The secret to the runny yolk centre is, fairly obviously, cooking the eggs to start with so that they’re barely even soft boiled. Heston tells us to place the eggs in cold water over a high heat and, once simmering, start a timer for “exactly” 1 minute and 45 seconds. It’s difficult to be precise as to when water starts simmering. So I really wasn’t sure when the timing should begin. Because I was so keen not to overcook the egg, I suspect I started my stop-watch too early. As a result, peeling the eggs (the whites of which could barely support the viscous contents) was seriously tricky and secretly nerve wracking. Next time I shall cook the eggs for a touch longer.
It was also slightly difficult heating oil to 190 C without a thermometer. I first tested the temperature by dropping a garlic clove in and seeing if the oil bubbled. It did. What I should have done was use breadcrumbs rather than garlic and check how they cooked. But I wasn’t thinking clearly (the burst of adrenaline from peeling the eggs had affected my logic) and my first effort was furiously attacked by oil that was way too hot. I only just saved it from ruin (you’ll see from the blurred pictures that the egg cut in half was a little beyond golden).

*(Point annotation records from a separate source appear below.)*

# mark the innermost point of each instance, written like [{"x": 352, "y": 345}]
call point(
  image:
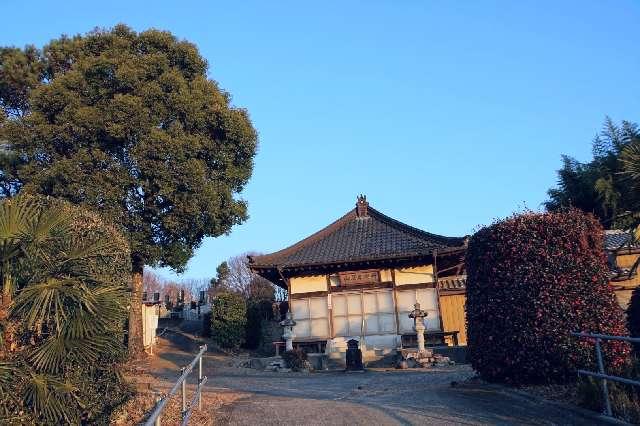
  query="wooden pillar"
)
[{"x": 395, "y": 300}]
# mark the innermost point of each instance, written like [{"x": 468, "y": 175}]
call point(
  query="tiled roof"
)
[
  {"x": 615, "y": 239},
  {"x": 456, "y": 282},
  {"x": 363, "y": 234}
]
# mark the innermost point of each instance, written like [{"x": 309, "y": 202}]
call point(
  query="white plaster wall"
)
[
  {"x": 312, "y": 318},
  {"x": 308, "y": 284},
  {"x": 417, "y": 275}
]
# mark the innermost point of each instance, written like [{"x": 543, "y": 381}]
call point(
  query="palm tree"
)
[{"x": 61, "y": 311}]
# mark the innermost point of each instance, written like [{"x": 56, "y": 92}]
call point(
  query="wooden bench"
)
[{"x": 440, "y": 337}]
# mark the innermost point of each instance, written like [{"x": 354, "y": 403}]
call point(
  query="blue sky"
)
[{"x": 445, "y": 114}]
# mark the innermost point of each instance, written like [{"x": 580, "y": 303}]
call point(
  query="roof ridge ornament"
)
[{"x": 362, "y": 206}]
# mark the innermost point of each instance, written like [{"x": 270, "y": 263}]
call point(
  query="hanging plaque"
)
[{"x": 370, "y": 276}]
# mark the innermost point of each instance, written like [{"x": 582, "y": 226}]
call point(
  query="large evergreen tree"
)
[
  {"x": 127, "y": 124},
  {"x": 600, "y": 186}
]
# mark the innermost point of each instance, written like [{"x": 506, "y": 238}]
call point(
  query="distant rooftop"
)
[{"x": 615, "y": 239}]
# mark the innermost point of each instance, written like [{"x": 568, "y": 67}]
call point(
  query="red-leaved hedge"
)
[
  {"x": 532, "y": 280},
  {"x": 633, "y": 318}
]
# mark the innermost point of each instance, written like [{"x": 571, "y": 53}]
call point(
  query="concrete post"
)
[{"x": 288, "y": 336}]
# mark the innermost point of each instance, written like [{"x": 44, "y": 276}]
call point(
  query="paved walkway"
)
[{"x": 378, "y": 397}]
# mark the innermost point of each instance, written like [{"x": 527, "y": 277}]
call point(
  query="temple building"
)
[
  {"x": 359, "y": 278},
  {"x": 622, "y": 253}
]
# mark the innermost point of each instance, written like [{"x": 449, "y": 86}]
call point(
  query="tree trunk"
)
[{"x": 135, "y": 342}]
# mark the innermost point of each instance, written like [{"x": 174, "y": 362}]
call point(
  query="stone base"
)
[{"x": 412, "y": 358}]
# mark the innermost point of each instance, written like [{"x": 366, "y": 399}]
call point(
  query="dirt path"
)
[{"x": 372, "y": 398}]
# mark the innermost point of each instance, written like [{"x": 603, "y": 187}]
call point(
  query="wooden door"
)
[{"x": 453, "y": 317}]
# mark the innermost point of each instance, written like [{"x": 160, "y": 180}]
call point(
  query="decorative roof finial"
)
[{"x": 362, "y": 206}]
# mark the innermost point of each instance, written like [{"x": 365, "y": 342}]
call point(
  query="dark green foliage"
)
[
  {"x": 258, "y": 312},
  {"x": 295, "y": 359},
  {"x": 64, "y": 331},
  {"x": 228, "y": 320},
  {"x": 532, "y": 280},
  {"x": 633, "y": 318},
  {"x": 128, "y": 124},
  {"x": 206, "y": 324},
  {"x": 600, "y": 186}
]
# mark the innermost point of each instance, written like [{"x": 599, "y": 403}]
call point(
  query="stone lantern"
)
[
  {"x": 288, "y": 324},
  {"x": 418, "y": 316}
]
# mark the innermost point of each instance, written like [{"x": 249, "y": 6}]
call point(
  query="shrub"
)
[
  {"x": 532, "y": 280},
  {"x": 633, "y": 318},
  {"x": 258, "y": 311},
  {"x": 228, "y": 320},
  {"x": 295, "y": 359}
]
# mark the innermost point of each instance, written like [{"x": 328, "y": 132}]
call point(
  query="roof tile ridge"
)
[
  {"x": 332, "y": 227},
  {"x": 416, "y": 232}
]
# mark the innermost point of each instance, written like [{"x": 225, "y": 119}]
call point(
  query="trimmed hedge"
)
[
  {"x": 228, "y": 320},
  {"x": 532, "y": 280},
  {"x": 633, "y": 317}
]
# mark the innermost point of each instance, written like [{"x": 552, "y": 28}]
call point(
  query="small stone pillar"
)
[
  {"x": 418, "y": 317},
  {"x": 288, "y": 324},
  {"x": 354, "y": 356}
]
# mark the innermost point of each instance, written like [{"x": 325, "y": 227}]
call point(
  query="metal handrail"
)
[
  {"x": 601, "y": 374},
  {"x": 154, "y": 417}
]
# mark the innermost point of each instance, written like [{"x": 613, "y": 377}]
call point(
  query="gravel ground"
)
[{"x": 376, "y": 397}]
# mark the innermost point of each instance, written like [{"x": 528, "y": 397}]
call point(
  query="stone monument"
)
[
  {"x": 354, "y": 356},
  {"x": 418, "y": 318}
]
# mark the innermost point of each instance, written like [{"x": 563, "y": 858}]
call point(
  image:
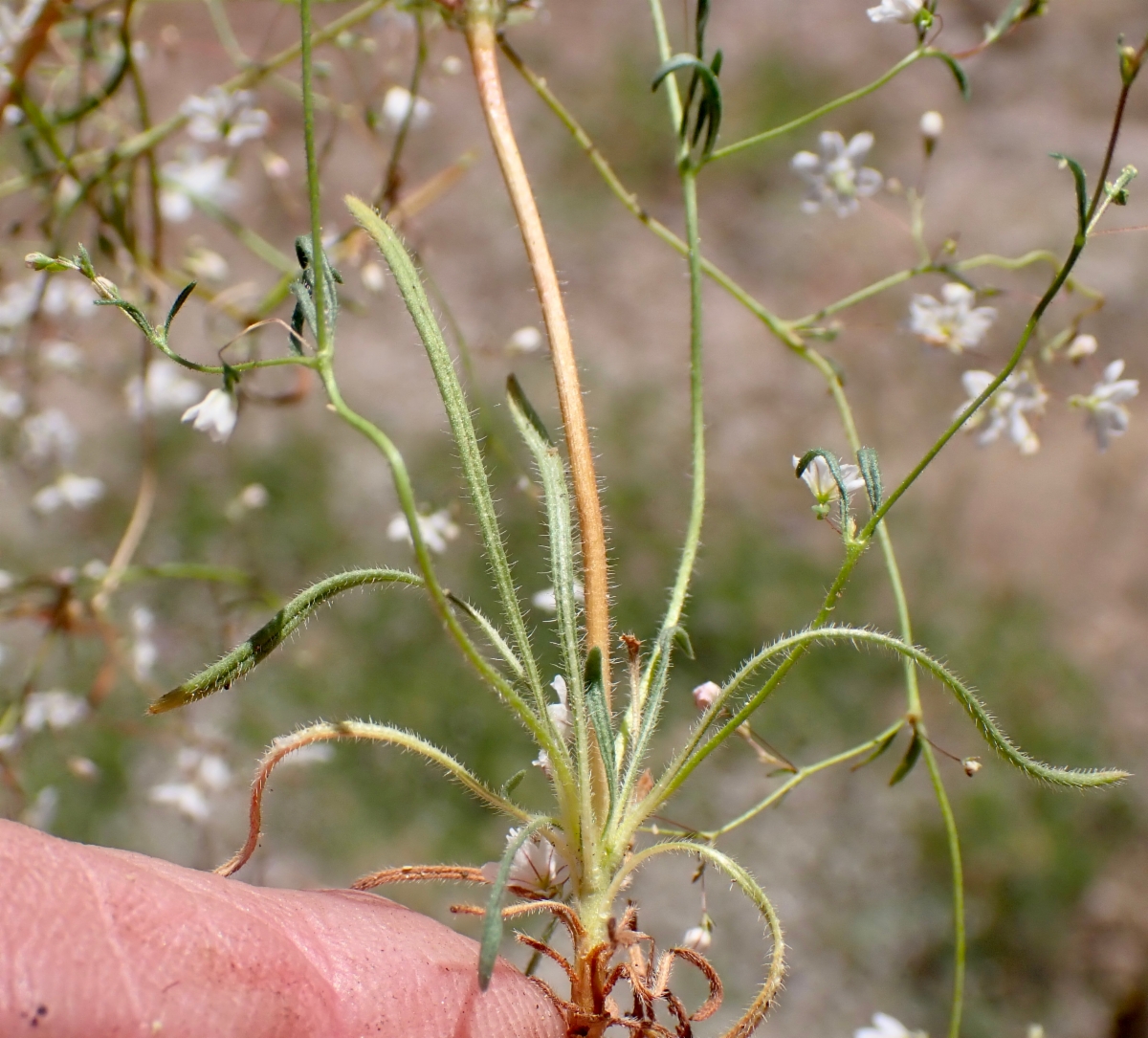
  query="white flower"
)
[
  {"x": 190, "y": 179},
  {"x": 836, "y": 177},
  {"x": 887, "y": 1027},
  {"x": 698, "y": 939},
  {"x": 397, "y": 102},
  {"x": 819, "y": 477},
  {"x": 77, "y": 492},
  {"x": 954, "y": 322},
  {"x": 165, "y": 387},
  {"x": 215, "y": 414},
  {"x": 437, "y": 529},
  {"x": 704, "y": 695},
  {"x": 526, "y": 340},
  {"x": 222, "y": 116},
  {"x": 895, "y": 11},
  {"x": 55, "y": 710},
  {"x": 68, "y": 296},
  {"x": 548, "y": 602},
  {"x": 144, "y": 650},
  {"x": 185, "y": 797},
  {"x": 11, "y": 403},
  {"x": 1004, "y": 411},
  {"x": 537, "y": 870},
  {"x": 63, "y": 356},
  {"x": 933, "y": 125},
  {"x": 1106, "y": 412},
  {"x": 1083, "y": 345},
  {"x": 560, "y": 712},
  {"x": 41, "y": 812},
  {"x": 47, "y": 435}
]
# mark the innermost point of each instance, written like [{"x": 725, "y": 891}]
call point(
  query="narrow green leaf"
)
[
  {"x": 259, "y": 646},
  {"x": 176, "y": 307},
  {"x": 493, "y": 924},
  {"x": 878, "y": 750},
  {"x": 1080, "y": 179},
  {"x": 908, "y": 762},
  {"x": 954, "y": 67},
  {"x": 600, "y": 717},
  {"x": 871, "y": 472}
]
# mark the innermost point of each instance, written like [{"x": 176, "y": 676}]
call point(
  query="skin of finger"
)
[{"x": 103, "y": 944}]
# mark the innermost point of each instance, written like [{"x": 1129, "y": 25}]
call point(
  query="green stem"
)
[
  {"x": 954, "y": 855},
  {"x": 319, "y": 287},
  {"x": 818, "y": 113}
]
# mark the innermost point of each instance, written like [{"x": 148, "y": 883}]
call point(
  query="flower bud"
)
[
  {"x": 1130, "y": 64},
  {"x": 38, "y": 261},
  {"x": 705, "y": 695},
  {"x": 933, "y": 125},
  {"x": 106, "y": 288}
]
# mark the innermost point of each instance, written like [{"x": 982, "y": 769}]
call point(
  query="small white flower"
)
[
  {"x": 397, "y": 103},
  {"x": 185, "y": 797},
  {"x": 206, "y": 264},
  {"x": 1106, "y": 413},
  {"x": 887, "y": 1027},
  {"x": 221, "y": 116},
  {"x": 437, "y": 529},
  {"x": 309, "y": 755},
  {"x": 11, "y": 403},
  {"x": 704, "y": 695},
  {"x": 819, "y": 477},
  {"x": 77, "y": 492},
  {"x": 55, "y": 710},
  {"x": 164, "y": 388},
  {"x": 560, "y": 712},
  {"x": 41, "y": 812},
  {"x": 546, "y": 601},
  {"x": 1083, "y": 345},
  {"x": 1005, "y": 410},
  {"x": 698, "y": 939},
  {"x": 373, "y": 276},
  {"x": 956, "y": 322},
  {"x": 895, "y": 11},
  {"x": 47, "y": 435},
  {"x": 190, "y": 179},
  {"x": 215, "y": 414},
  {"x": 836, "y": 177},
  {"x": 63, "y": 356},
  {"x": 526, "y": 340},
  {"x": 933, "y": 125},
  {"x": 537, "y": 870},
  {"x": 144, "y": 650}
]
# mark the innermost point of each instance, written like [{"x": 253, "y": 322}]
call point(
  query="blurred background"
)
[{"x": 1027, "y": 574}]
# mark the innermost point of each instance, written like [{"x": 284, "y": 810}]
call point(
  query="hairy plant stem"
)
[{"x": 482, "y": 43}]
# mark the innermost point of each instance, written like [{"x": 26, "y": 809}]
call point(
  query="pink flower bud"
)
[{"x": 704, "y": 695}]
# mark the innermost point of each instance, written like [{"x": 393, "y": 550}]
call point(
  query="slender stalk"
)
[
  {"x": 319, "y": 279},
  {"x": 818, "y": 113},
  {"x": 953, "y": 839},
  {"x": 481, "y": 39}
]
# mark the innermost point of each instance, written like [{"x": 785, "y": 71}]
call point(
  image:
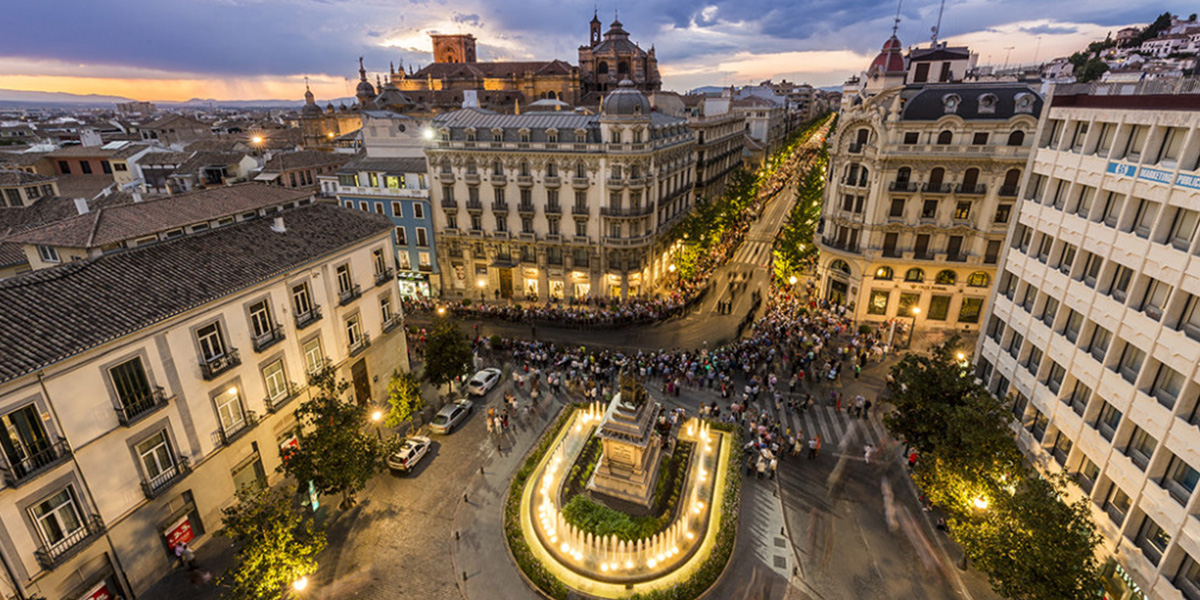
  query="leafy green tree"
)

For my second egg I let the oil cool a little and tested that it was not so violently hot with a few breadcrumbs. The resulting colouring was much more pleasing. I had also tweaked the method by this stage and double crumbed the meaty egg (i.e. repeated the flour, egg, breadcrumb routine). I would recommend doing this.
I served the Scotch eggs on a wooden board with some watercress, some English mustard, and a nice ale on the side. Because it made me feel like I was in a gastro pub on Highgate Road.
Heston’s Scotch eggs
Makes 8 [I only made two and guessed at the quantities – I have a sneaking suspicion you’ll need a bit more than 450g of sausagemeat if you want to make 8.]
10 medium eggs; 450g sausagemeat; 1 heaped tsp thyme leaves; 45g mustard; 1/2 level tsp cayenne pepper [I used a mix of cayenne and paprika]; salt & pepper; hand full of chopped chives; plain flour; 50ml milk; 125g breadcrumbs; and ground nut oil for frying.
1. Preheat the oven to 190 C. Place 8 eggs in a large pan with enough cold water to cover them by 2cm and place over a high heat. As soon as the water starts to simmer, set a timer for 1 minute 45 seconds exactly. While the eggs are cooking, fill a bowl with cold water and ice and after the exact time has elapsed, take the eggs out of the saucepan and plunge them into the water to cool.
2. Place the sausagemeat in a bowl and add the thyme, mustard, cayenne pepper, salt & pepper, chopped chives and 2 tablespoons of water. Mix thoroughly and form 8 patties with your hands (dip your hands in cold water if the mix sticks). Chill in the fridge for 20 minutes.
3. Once the eggs are cool enough to handle, gently remove the shells. Flatten each pattie into a circle and place an egg in the centre. Wrap the sausagemeat around the egg, pressing the edges in order to seal it but being careful not to press to hard.
4. Put the flour into a small bowl and season. In a second small bowl, beat the eggs and stir in the milk. Put the breadcrumbs into a third bowl. Roll each egg in the flour, gently tapping off any excess, then dip it in the beaten egg and finally, roll it in the breadcrumbs, making sure that all sides are coated. [I recommend repeating the flour, egg, breadcrumb process.]
5. Heat a deep fat fryer to 190 C or fill a saucepan with oil deep enough to cover the eggs and heat to 190 C. Fry the Scotch eggs 2 at a time for 2 minutes until golden brown. Remove from the oil with a slotted spoon and place on a drying rack over a baking tray. When all the eggs have been fried, place the tray in the oven for an additional 10 minutes. Serve immediately while the yolks are still runny.